BLUEPRINT: A novel approach to fusion reactor design

Abstract The European DEMO fusion power reactor (EU-DEMO) is still in the pre-conceptual design phase. The design strategy for the EU-DEMO hinges on investigating multiple reactor designs and technologies in parallel, progressively down-selecting these in the mid-2020s, in preparation for the conceptual design phase. The present implementation of the strategy centres around a baseline single-null design, which is configuration controlled and iterated approximately every two years. The majority of resources are dedicated to studying the baseline design; changing it is expensive, and takes months to do. Competing technologies for different sub-systems (e.g. blankets, magnets) are forced to co-exist within the same physical confines (CAD models), and conform to the same set of performance criteria. Meanwhile, the alternative reactor designs are only loosely defined, with no agreed set of parameters, no CAD models, and no formal framework for study. We argue that the EU-DEMO design strategy is best served by a more efficient implementation methodology which would enable more comprehensive exploration of the DEMO design space.
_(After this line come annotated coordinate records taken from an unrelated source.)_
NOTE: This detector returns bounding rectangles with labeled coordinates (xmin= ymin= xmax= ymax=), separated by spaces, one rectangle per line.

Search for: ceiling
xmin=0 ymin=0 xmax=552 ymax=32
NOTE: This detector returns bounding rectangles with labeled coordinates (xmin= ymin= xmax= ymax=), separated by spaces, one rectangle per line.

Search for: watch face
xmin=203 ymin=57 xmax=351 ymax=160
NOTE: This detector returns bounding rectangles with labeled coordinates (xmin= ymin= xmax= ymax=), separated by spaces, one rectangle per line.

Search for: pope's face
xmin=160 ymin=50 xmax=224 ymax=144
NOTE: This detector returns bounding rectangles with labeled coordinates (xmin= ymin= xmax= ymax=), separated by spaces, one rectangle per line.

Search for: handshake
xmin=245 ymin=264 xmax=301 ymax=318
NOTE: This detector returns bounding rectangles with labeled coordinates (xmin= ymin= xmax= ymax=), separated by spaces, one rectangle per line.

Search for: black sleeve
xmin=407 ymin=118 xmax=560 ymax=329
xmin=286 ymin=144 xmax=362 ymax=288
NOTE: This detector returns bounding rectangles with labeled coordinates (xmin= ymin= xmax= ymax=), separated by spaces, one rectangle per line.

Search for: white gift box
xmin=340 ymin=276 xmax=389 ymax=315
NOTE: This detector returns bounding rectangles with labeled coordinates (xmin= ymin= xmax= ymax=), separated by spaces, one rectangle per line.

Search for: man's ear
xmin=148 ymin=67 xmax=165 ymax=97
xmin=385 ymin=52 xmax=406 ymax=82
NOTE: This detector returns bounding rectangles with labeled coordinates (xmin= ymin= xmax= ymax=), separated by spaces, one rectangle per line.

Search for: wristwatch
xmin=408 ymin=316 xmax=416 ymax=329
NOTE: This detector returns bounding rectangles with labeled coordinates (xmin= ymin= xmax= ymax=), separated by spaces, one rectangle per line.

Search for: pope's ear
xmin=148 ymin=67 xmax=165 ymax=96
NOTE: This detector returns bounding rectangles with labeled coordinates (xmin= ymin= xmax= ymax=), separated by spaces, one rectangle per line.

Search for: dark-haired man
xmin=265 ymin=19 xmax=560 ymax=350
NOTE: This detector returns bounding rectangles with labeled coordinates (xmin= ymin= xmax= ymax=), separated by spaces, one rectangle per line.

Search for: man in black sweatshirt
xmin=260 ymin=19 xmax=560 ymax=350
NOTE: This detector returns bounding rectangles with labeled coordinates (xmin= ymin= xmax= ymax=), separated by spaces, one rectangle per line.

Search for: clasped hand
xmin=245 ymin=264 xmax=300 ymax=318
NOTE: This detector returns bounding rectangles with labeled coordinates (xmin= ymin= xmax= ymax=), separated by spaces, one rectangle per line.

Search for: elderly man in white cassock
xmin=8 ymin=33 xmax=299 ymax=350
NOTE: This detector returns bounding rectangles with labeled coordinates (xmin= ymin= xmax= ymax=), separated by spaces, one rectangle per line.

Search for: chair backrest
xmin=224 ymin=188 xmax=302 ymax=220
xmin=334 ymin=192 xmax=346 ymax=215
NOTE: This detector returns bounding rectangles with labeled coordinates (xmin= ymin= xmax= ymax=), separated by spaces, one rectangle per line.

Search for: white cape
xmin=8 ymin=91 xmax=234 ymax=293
We make the case for a change in approach to the design of DEMO-class reactors in Europe, and propose a solution which bears some resemblance to the present methodology, yet automates and accelerates the sequence of design and analysis activities when generating a design configuration. We present our preliminary attempts to demonstrate the feasibility of our idea, in the form of a new fusion reactor design code: BLUEPRINT. We demonstrate that the typical activities required to generate a DEMO design point can be sped up by four orders of magnitude—from months to minutes—paving the way for a rigorous and broad exploration of the design space.